We also implemented gradient clipping with a threshold of 1.0 to prevent exploding gradients, a common issue in recurrent neural networks. Additionally, a dynamic learning rate schedule was employed, reducing the learning rate by a factor of 0.5 when the validation loss did not improve for 5 consecutive epochs, with a minimum learning rate floor of 1e-6. This adaptive approach allowed the model to make large parameter updates during early training stages while enabling more refined adjustments as it approached convergence.

For hyperparameter tuning, we employed a two-stage approach. First, a coarse grid search was conducted over a broad range of hyperparameters, including learning rates (0.01, 0.001, 0.0001), batch sizes (16, 32, 64), LSTM units (64, 128, 256), and dropout rates (0.2, 0.3, 0.5). This initial search identified promising regions in the hyperparameter space. Then, a more focused Bayesian optimization process was implemented to fine-tune these parameters within the promising regions, using the validation set performance as the optimization objective. This approach efficiently explored the hyperparameter space and identified the optimal configuration: a learning rate of 0.001, batch size of 32, 128 LSTM units, and dropout rate of 0.3. The model’s sensitivity to these hyperparameters was also analyzed, revealing that the learning rate and dropout rate had the most significant impact on performance, while the model was relatively robust to moderate changes in batch size and the number of LSTM units.

During model training, the dataset is divided into a training set (70%), a validation set (15%), and a test set (15%). Specifically, data from 2000 to 2020 is used for training, data from 2021 is used as the validation set, and data from 2022 to 2023 is used for testing. During training, the model updates parameters based on the training set while monitoring performance on the validation set to dynamically adjust hyperparameters and prevent overfitting.

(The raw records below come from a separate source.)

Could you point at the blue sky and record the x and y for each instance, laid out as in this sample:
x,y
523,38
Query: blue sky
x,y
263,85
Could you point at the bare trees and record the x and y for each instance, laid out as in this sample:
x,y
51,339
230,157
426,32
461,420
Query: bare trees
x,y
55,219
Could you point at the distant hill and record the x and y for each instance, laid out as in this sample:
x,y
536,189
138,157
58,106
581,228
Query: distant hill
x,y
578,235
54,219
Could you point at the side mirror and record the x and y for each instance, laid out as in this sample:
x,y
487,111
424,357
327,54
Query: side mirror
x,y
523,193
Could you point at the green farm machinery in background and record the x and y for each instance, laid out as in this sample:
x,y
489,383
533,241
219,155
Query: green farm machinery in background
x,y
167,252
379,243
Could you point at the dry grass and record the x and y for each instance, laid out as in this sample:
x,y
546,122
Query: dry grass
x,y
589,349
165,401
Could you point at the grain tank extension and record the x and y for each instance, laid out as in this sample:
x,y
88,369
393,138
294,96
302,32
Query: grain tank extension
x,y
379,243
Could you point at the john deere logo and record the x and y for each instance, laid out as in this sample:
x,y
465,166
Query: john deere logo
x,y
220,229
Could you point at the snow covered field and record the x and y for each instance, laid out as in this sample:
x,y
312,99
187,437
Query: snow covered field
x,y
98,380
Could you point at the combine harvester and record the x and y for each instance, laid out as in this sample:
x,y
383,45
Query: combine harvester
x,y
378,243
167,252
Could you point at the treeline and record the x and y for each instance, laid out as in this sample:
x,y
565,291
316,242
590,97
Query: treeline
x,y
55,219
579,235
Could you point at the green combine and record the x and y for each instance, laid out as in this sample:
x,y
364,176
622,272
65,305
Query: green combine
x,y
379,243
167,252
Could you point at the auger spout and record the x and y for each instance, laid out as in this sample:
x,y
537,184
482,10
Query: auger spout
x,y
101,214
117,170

During the model evaluation phase, the model is comprehensively evaluated using various performance metrics, such as MSE, MAE, RMSE, and R². If the evaluation results do not meet the expected standards, the model will return to the training and optimization phase for further parameter adjustments or structural improvements to enhance performance. This iterative process ensures continuous optimization and robustness of the model.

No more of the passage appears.